1962: O bicampeonato no Chile

Com a conquista da Taça Jules Rimet em campos da Suécia, uma euforia incontida tomou conta da torcida brasileira, e a expectativa por um repeteco na Copa do Chile era enorme. Não teve transmissão ao vivo pela TV, mas um consórcio formado pelas emissoras Tupi e Record gravava em videotape os jogos da seleção brasileira. As fitas eram enviadas do Chile para o Brasil, e as imagens do jogo eram mostradas no dia seguinte ao público brasileiro.

Pouca coisa mudou na seleção brasileira em relação a 1958, e sua comissão técnica fez o que pôde para colocar em campo mais ou menos o mesmo time titular da final na Suécia. Na estreia contra o México, apenas duas alterações: Mauro no lugar de Bellini e Zózimo no lugar de Orlando. O Brasil ganhou por 2×0, com gols de Pelé e Zagalo. Seriam os únicos gols dos dois nessa Copa.

Na partida seguinte, contra a Tchecoslováquia, o mundo desabou sobre a seleção brasileira. Ainda no primeiro tempo, Pelé sofreu uma lesão na virilha e passou a fazer número em campo porque substituições não eram permitidas. A contusão tirou Pelé da Copa. Todos temiam o pior diante da Espanha. Foi aí que Garrincha assumiu sua responsabilidade e, juntamente com Amarildo – o substituto de Pelé –, levou o Brasil ao Bi. Orlando Duarte conta que na final contra a Tchecoslováquia Garrincha estava com 39 graus de febre.
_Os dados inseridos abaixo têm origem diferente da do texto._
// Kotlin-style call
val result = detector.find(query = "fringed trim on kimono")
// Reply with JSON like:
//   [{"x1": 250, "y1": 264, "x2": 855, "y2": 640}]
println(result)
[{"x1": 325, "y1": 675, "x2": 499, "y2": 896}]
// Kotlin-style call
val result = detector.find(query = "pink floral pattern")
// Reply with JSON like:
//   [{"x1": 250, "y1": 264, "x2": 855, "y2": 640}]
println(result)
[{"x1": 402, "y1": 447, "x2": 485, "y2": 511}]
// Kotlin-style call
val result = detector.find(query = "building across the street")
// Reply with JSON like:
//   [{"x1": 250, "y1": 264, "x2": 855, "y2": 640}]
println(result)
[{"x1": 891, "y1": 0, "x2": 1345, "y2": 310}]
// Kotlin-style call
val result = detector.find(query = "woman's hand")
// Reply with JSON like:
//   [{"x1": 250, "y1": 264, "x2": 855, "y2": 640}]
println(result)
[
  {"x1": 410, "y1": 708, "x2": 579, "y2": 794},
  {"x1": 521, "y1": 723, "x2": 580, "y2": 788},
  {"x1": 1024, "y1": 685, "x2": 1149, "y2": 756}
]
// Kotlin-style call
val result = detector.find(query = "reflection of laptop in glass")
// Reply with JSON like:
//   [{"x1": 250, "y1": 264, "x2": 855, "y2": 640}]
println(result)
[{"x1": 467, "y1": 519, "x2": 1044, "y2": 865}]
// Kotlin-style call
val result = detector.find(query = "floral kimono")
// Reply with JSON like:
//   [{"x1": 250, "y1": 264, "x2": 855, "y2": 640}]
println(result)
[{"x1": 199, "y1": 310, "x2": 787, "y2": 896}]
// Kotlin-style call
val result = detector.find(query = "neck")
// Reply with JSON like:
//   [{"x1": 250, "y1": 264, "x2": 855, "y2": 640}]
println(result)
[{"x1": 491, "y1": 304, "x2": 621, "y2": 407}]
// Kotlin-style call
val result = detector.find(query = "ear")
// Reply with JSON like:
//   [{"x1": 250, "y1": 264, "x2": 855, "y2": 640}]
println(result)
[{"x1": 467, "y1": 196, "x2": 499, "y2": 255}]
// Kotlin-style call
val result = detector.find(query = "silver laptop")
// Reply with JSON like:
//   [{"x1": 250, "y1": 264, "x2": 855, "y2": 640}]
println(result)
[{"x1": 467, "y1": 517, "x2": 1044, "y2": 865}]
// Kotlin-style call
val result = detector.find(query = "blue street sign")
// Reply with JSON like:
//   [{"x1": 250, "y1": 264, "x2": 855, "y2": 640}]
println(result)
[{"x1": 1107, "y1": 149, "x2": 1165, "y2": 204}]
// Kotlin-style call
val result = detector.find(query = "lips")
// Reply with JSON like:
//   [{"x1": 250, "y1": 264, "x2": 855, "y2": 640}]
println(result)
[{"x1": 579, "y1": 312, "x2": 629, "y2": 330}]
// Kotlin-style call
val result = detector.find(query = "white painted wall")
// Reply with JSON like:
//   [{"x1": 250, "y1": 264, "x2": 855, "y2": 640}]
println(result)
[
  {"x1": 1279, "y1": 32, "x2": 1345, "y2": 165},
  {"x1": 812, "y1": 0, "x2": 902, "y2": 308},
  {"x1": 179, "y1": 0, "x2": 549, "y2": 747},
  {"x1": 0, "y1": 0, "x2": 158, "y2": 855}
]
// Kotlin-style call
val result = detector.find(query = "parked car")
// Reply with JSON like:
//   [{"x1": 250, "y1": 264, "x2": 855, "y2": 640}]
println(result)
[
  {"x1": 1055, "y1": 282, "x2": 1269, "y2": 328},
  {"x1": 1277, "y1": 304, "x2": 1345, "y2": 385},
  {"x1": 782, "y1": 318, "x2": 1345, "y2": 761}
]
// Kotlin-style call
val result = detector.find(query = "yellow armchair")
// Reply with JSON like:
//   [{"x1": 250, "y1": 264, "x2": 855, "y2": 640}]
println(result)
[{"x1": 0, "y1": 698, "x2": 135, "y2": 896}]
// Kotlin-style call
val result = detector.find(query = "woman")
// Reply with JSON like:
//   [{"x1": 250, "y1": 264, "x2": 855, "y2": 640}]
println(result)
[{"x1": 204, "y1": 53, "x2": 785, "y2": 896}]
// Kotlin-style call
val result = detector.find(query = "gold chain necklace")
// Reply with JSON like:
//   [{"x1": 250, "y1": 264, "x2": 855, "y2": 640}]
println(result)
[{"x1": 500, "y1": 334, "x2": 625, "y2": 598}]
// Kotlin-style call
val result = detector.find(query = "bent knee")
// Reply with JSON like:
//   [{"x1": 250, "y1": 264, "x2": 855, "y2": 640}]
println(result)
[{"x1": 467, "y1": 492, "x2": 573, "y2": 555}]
Nessa final contra os tchecos, a seleção brasileira entrou em campo com apenas três alterações em relação ao time da decisão contra a Suécia em 1958: Mauro, Zózimo e Amarildo substituíram respectivamente Bellini, Orlando e Pelé. Vitória por 3×1, e o Brasil se sagrou bicampeão. Foi a última vez que uma seleção nacional conseguiu defender o título obtido na Copa anterior.

E como foi que eu vi essa Copa?

Eu “vi” pela Radio Bandeirantes, que inovou sua transmissão e ajudou o torcedor a imaginar a partida. A emissora construiu um enorme painel à frente das escadarias da Catedral da Sé de São Paulo que reproduzia um campo de futebol com centenas de lâmpadas que cobriam toda a área do “campo”. Os locutores que narravam os jogos eram instruídos a fornecer a posição da jogada no campo para que o operador em São Paulo pudesse acender as lâmpadas de acordo com o posicionamento da bola.

Inacreditável, mas verdadeiro! Em dia de jogo do Brasil, a Praça da Sé estava abarrotada de gente não apenas para ouvir a transmissão, mas também para ver a dança das lâmpadas emulando o movimento da pelota.

Sei disso porque estive lá.

O fracasso de 1966

A Copa de 1966 na Inglaterra muita gente prefere esquecer, principalmente torcedores brasileiros e alemães. Eu me incluo nessa, mas muito mais pelo fracasso da seleção canarinho do que pela derrota dos meus patrícios na final.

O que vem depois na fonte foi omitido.